Are we like Saul, extremely religious and committed to the letter of the law? Or are we like Ananias, moving beyond religious words and forms to a lifestyle of vulnerability, compassion and grace?

"Now there was a disciple in Damascus named Ananias. The Lord said to him in a vision...'Get up and go to the street called Straight, and at the house of Judas look for a man of Tarsus named Saul. At this moment he is praying, and he has seen in a vision a man named Ananias come in and lay his hands on him so that he might regain his sight.'

"But Ananias answered, 'Lord, I have heard from many about this man, how much evil he has done to your saints in Jerusalem; and here he has authority from the chief priests to bind all who invoke your name.'

"But the Lord said to him, 'Go, for he is an instrument whom I have chosen to bring my name before Gentiles and kings and before the people of Israel; I myself will show him how much he must suffer for the sake of my name.'

"So Ananias went and entered the house. He laid his hands on Saul and said, 'Brother Saul, the Lord Jesus, who appeared to you on your way here, has sent me so that you may regain your sight and be filled with the Holy Spirit.' And immediately something like scales fell from Saul's eyes, and his sight was restored.

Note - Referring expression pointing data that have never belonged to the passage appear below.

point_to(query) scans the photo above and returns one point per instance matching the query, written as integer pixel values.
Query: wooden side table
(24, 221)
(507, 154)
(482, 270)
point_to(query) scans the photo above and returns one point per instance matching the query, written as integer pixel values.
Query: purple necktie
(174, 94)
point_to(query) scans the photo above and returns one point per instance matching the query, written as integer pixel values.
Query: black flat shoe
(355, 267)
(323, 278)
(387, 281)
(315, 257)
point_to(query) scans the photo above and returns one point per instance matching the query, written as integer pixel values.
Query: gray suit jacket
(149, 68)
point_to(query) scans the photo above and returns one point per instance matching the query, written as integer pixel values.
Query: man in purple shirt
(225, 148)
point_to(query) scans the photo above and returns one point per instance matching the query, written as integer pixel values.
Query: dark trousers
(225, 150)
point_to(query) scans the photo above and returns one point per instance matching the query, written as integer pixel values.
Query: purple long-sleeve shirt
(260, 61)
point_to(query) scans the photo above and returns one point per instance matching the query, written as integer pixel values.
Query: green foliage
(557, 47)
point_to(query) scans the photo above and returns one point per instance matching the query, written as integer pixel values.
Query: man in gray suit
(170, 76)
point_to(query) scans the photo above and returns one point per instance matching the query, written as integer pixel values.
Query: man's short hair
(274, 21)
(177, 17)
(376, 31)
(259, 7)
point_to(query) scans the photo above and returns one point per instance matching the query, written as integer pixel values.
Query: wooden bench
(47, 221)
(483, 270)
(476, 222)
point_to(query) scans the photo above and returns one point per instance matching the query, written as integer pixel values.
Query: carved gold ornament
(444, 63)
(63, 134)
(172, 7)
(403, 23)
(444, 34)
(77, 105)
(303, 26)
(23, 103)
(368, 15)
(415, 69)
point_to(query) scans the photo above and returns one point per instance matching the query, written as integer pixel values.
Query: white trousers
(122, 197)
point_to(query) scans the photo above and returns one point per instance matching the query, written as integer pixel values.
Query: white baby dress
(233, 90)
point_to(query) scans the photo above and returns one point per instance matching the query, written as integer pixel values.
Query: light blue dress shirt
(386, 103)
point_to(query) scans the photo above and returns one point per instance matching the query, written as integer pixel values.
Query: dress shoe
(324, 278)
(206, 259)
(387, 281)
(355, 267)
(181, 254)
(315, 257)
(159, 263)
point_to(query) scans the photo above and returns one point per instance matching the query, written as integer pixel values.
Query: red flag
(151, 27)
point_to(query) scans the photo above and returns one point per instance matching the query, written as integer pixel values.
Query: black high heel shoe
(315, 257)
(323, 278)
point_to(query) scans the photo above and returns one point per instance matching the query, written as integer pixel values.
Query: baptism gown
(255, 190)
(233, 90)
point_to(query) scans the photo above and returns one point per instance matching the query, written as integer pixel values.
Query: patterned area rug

"Then he got up and was baptized, and after taking some food, he regained his strength. For several days he was with the disciples in Damascus, and immediately he began to proclaim Jesus in the synagogues, saying, 'He is the Son of God.'"

- Acts 9:10-20 (NRSV, adapt.)

8 comments:

Roda Zone said...

Boy Keith...do you ever come up with some hypothetical. Constitutional Lawyer Alan Dershowitz once said that If he'd been alive and praticing law during WWII and Hitler had come to him looking for legal representation, he would have had to make a choice. Do I shoot this man on the spot or do I take the case? Dershowitz said he would take the case. Now that's radical.
In the choice between radical love and radical Islam...I'll hide behind just war theory.

Roda Zone said...

By the way...do you love controversial topics or what?

John said...

Excellent post. We must always remember that, in comparison to God's perfection, we are just as sinful as Bin Laden, and just in need of redemption.

Keith McIlwain said...

Randy: This is the week's lectionary Epistle reading! I don't look for controversy, but when it comes to the gospel, controversy abounds!

John: Without question, we are all as sinful as Bin Laden, and all of us are in need of grace.

Eric said...

The questions that you raise, Keith, are particularly appropriate on a day like today--a day in which we are endeavoring to process the horrific tragedy on the campus of Virginia Tech.

As the details of the tragedy continue to make themselves known, I cannot help but wonder how I would respond to the shooter, were he alive and penitent.

I suppose we have to stand upon the biblical truth that no one is beyond the scope of God's redemptive grace. Not even Saul. Not even Osama. Not even a troubled young man equipped with guns and a desire to kill.

Brett Probert said...

Actually, Osama has been worshiping at Cornerstone for a few months now and is on our praise team.

Roda Zone said...

Keith...I love your analogy...don't get me wrong. It was creative and thoughtful. But I'll still hide behind just war theory.

Brenda said...

Your post remided me of a Friday night in college when we gathered together to pray for Maralyn Manson rather than traveling to Pittsburgh to protest his concert.